Italian Government Presentation on Antisemitism 2.0

Our CEO, Dr Andre Oboler, presented to the Italian Government’s conference on “Online Antisemitism and Hate Conspiracy in Internet Time” on November 18th. The presentation explains antisemitism 2.0 as it was, and where it is now in 2020.

The conference by co-organised by Italy’s National Coordinator for the Fight Against Antisemitism, the National Office Against Racial Discrimination, the Union of Italian Jewish Communities and the Center of Contemporary Jewish Documentation.

A video of the presentation is below, while the introduction is in Italian the presentation itself is in English.

Some of the key points raised

On Antisemitism 2.0 as it started…

  • The threat of antisemitism 2.0 was the creation of an online culture where antisemitism was social acceptable, which in turn lowered resistance to antisemitic hate speech in society. It also allowed hate networks to draw people in and grow.
  • At the hearing before the Italian Parliament’s sub-committee on antisemitism in 2010 I explained, “the danger is not so much that people might read content inspired by antisemitism, but rather that they may be induced to accept it as a valid point of view, a fact of life, or something with which one may or may not agree, but not something whose dissemination one should oppose. This is where the risk lies. Some people will feel affected by it and will want to do something against antisemitism, but others will remain passive and consider it normal, humdrum, legitimate. And this gives rise to a culture in which hatred, racism and antisocial behaviour are able to spread, posing huge risks to law and order and to security”
  • Antisemitism was a meme long before Richard Dawkins coined the term. It is a cultural idea that shift and morphs as it spreads. It is the archetype of a hate conspiracy. Blood libels were spread through carvings and paintings hundreds of years ago. This is still happening today, Giovanni Gasparro’s blood libel painting in March 2020 in Italy is itself now spreading online through a range of mainstream and dedicated antisemitic sites.

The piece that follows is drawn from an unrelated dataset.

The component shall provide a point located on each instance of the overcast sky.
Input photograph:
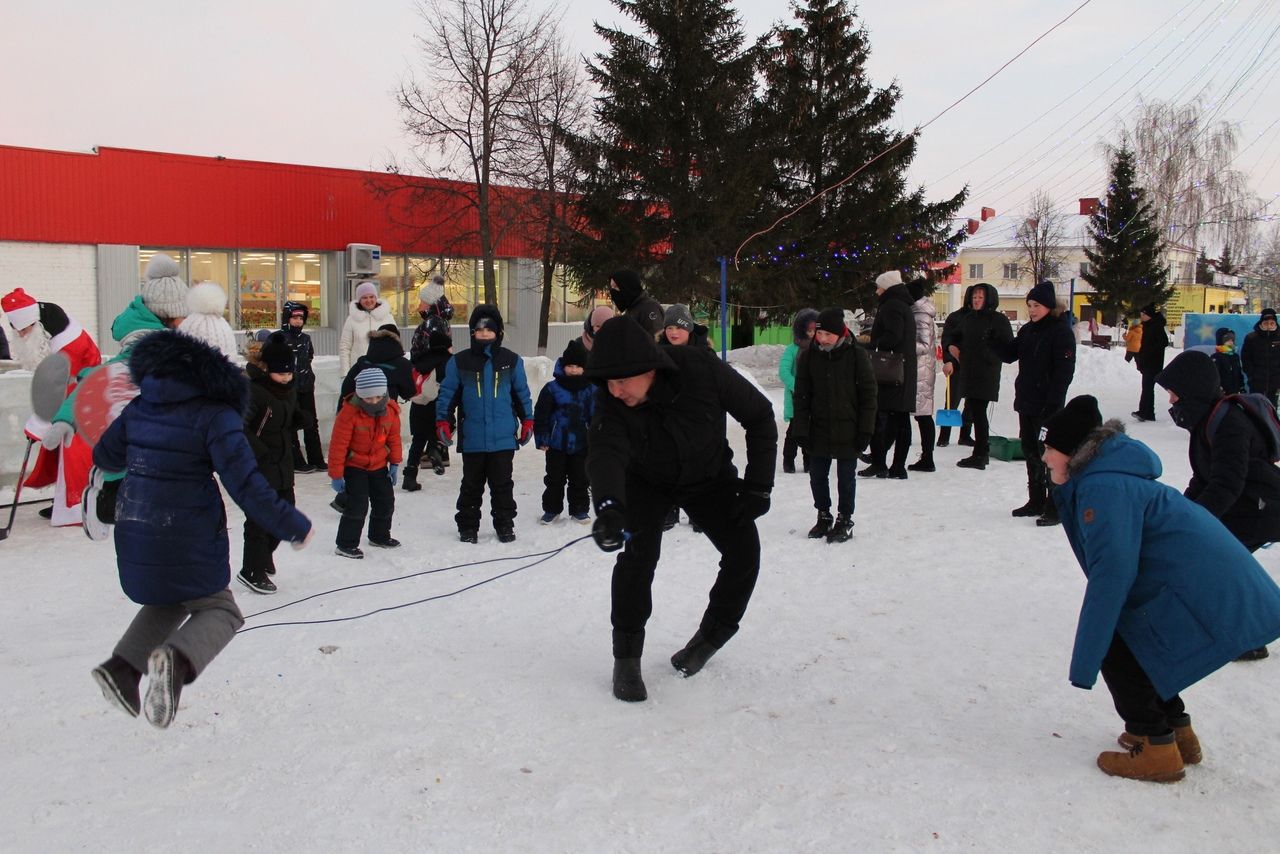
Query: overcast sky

On Antisemitism 2.0 today…

  • QAnon is the new replacement for the AltRight, now it too is increasingly pushed off mainstream platforms
  • Antisemites work to get around AI and human moderators in new ways. They seek to draw people from the mainstream platforms into their fringe platforms.
  • Holocaust denial is a key part of the problem, just last week I saw Twitter used to host and share entire libraries of Holocaust denial propaganda videos… on complaining the poster could just limit the visibility to people who followed them. That is not a good enough solution. Not in light of the efforts to draw people in.
  • Those combating antisemitism are increasingly targeted – both institutionally and personally. There is a need for more support for institutions and individuals. Care must be taken when speaking out so as not to become a target.
  • Counter speech alone is not a solution, we need monitoring, we need regulation.
  • Transparency reports can’t be reliably done by the platforms themselves. It comes with a bias that reinforced biases that already exist in policies. It pressures civil society to conform to platforms interpretations or risk losing trusted status. That prevent improvements in better recognising the antisemitism that is falling through the gaps.

Conclusion

The nature of online antisemitism is changing to match, and remain ahead, of our approaches to tackle it. On mainstream platforms efforts to tackle antisemitism are much better than they were. When it comes to the internet as a whole, this is a problem we must work to manage as content relocates to new places.